Una búsqueda sencilla por la web conduce a páginas que lo ofrecen y distribuyen en todo Chile y su precio por dosis, es de unos 70 dólares. Y aunque existe cierto consenso médico en que se trata de un mecanismo seguro si se controla por un experto, la falta de información aumenta considerablemente el riesgo para la mujer. No existen organismos del Estado que ayuden a saber la dosis recomendable, ni las semanas de gestación que se debe tener como máximo para su utilización, (tres meses). En 2009, una red de lesbianas y feministas se organizaron para difundir información telefónicamente sobre el uso del medicamento a mayores de 18 años, un proyecto conocido como Línea aborto seguro. No venden misoprostol ni ayudan a conseguirlo, pero han sido objeto de tres investigaciones policiales.

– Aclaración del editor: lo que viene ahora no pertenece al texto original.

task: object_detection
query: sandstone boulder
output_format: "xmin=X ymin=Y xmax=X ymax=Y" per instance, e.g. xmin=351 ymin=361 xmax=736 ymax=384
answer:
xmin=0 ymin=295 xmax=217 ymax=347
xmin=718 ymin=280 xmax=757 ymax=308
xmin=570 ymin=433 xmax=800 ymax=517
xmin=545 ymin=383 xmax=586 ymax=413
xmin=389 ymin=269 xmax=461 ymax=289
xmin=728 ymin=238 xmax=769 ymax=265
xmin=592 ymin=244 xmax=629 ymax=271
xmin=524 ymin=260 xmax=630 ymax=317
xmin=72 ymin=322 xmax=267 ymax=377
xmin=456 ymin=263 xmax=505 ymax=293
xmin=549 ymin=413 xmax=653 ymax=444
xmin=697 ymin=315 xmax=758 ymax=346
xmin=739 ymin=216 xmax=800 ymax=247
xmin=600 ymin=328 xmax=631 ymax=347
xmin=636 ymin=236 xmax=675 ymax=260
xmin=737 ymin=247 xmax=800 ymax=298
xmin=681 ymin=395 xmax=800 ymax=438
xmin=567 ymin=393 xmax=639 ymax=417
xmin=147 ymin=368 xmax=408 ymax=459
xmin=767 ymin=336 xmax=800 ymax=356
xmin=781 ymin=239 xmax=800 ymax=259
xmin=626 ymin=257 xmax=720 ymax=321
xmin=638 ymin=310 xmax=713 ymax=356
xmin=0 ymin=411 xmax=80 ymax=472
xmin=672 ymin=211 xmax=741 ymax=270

En 1998, una mujer casada de 28 años murió por una sobredosis de misoprostol. Se había introducido 56 pastillas en la vagina. De acuerdo con las cifras del Instituto Chileno de Medicina Reproductiva, de las 50 defunciones maternas que se produjeron en 2009, tres fueron por aborto. La ministra de Salud, Helia Molina, ha señalado que “es la tercera causa de mortalidad materna en Chile”. Y aunque los métodos inseguros afectan más a las mujeres con menos recursos, el drama llega a todos los estratos socioeconómicos.

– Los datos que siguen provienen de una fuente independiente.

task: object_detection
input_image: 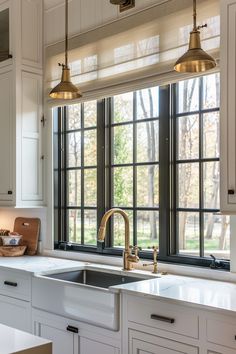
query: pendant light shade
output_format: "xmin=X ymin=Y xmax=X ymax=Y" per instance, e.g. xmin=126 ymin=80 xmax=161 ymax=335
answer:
xmin=49 ymin=0 xmax=82 ymax=100
xmin=174 ymin=0 xmax=216 ymax=73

El informe de la UDP recogió el testimonio de una mujer que ayudó a abortar con misoprostol a una pariente de 16 años. La joven era de una familia conservadora, iba a un buen colegio y mintió sobre la cantidad de semanas de gestación, ya tenía alrededor de 14. “La niña se encerró en el baño y cuando entró [la persona que la estaba ayudando] la encontró sentada con el feto colgando”.
Las mujeres que abortan en Chile tienen miedo a morir, a sufrir graves daños colaterales y a ser perseguidas penalmente. Un estudio de la Defensoría Penal Pública que abarca el periodo 2001-2009 indica que las tres cuartas partes de las denuncias de las mujeres imputadas por aborto fueron efectuadas por los centros médicos. Para el investigador Ramiro Molina, “no se trata sólo de un problema de salud, sino de un asunto de derechos”.